In Folge des islamistisch-antisemitischen Angriffs der Hamas auf Israel am 7. Oktober gibt es in der sich progressiv verstehenden globalen Linken viel antisemitische Verharmlosung oder gar Verherrlichung des Terrors; gleichzeitig gewinnen antisemitische rechtsextreme Parteien und islamistische Bewegungen in vielen westlichen Demokratien deutlich an Einfluss.1

Es ist also für die Veranstaltenden eine „antisemitische Verharmlosung“, wenn PalästinenserInnen und ihre UnterstützerInnen von 75 Jahren israelischer Besatzung Palästinas, von der Blockade Gazas, vom völkerrechtlich verbrieften Recht auf Widerstand, von Israels Kriegsverbrechen und vom Völkermord an den Menschen in Gaza sprechen. Denn genau das ist es, was in der politischen und medialen Öffentlichkeit aktuell als Ausdruck von Antisemitismus dargestellt wird.
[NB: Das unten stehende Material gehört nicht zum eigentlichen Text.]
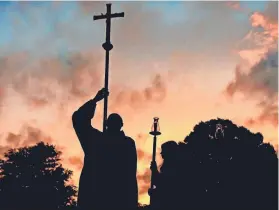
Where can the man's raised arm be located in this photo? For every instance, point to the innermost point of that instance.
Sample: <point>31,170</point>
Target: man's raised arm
<point>82,120</point>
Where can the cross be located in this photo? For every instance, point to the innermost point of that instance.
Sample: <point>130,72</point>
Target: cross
<point>107,47</point>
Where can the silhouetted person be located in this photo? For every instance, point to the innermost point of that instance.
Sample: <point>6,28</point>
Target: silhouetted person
<point>165,180</point>
<point>108,179</point>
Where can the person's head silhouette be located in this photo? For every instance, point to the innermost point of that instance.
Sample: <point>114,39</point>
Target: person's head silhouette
<point>169,149</point>
<point>114,123</point>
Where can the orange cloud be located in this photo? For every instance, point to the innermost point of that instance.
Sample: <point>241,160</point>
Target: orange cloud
<point>260,77</point>
<point>76,161</point>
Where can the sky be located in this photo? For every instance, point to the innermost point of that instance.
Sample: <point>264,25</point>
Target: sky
<point>184,62</point>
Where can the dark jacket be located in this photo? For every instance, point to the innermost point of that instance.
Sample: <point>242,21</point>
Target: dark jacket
<point>108,178</point>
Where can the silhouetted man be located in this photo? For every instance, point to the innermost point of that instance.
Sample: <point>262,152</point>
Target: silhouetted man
<point>165,193</point>
<point>108,179</point>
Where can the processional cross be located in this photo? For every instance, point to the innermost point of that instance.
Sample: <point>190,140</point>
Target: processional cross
<point>107,47</point>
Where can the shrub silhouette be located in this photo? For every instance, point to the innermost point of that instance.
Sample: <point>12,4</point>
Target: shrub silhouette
<point>223,166</point>
<point>33,178</point>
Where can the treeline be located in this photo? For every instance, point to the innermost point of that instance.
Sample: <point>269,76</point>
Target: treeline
<point>218,166</point>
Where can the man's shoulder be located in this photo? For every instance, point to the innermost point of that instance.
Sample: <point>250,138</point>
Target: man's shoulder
<point>130,141</point>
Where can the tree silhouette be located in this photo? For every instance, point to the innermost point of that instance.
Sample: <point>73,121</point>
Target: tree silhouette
<point>223,166</point>
<point>33,178</point>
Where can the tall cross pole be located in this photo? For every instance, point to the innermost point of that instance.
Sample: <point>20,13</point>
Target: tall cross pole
<point>107,47</point>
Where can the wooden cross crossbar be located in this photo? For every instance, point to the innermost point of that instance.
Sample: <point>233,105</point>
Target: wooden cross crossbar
<point>107,47</point>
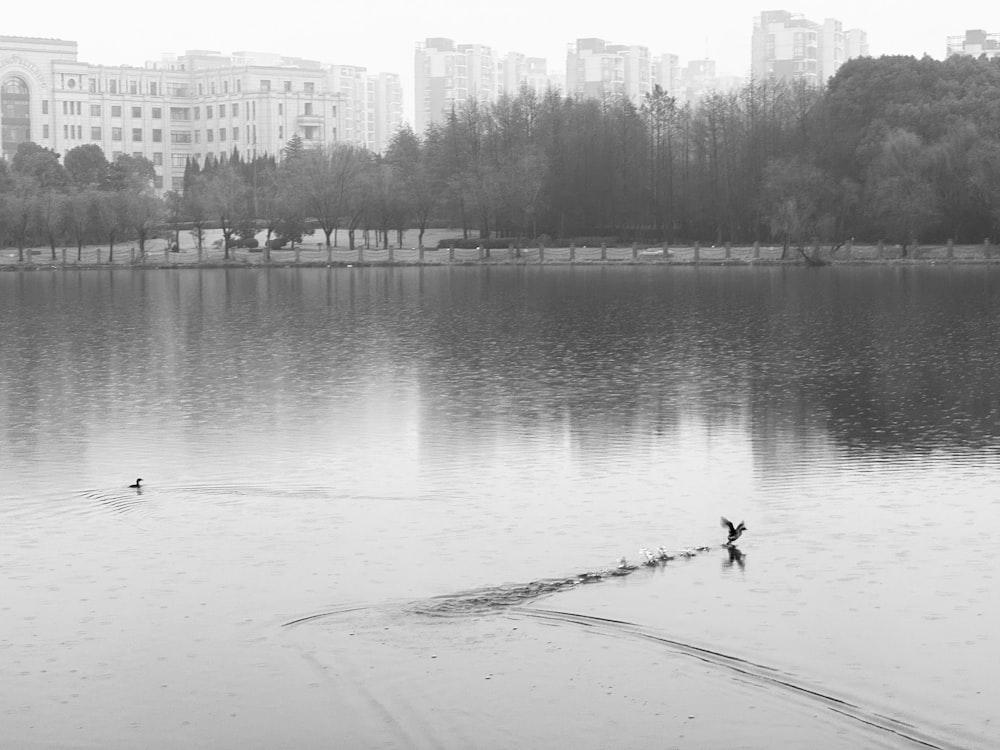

Herf spricht zwar von den „drei Gesichtern des Antisemitismus“, in seinen Veröffentlichungen und Interviews wird aber klar, dass für ihn arabische/muslimische und linke Menschen die größten Antisemiten sind. Es ist also kein Wunder, dass er in der antideutschen/rechten Zeitung Jungle World gern gesehener Gast ist.

Die Jungle World feierte bisher jeden NATO-Krieg ab und befeuert massiv anti-muslimischen Rassismus. Diese Zeitung ist Stichwortgeber für einen reaktionären Diskurs, der sich in den Bildungs- und Kultureinrichtungen dieses Landes seit Jahrzehnten breit macht.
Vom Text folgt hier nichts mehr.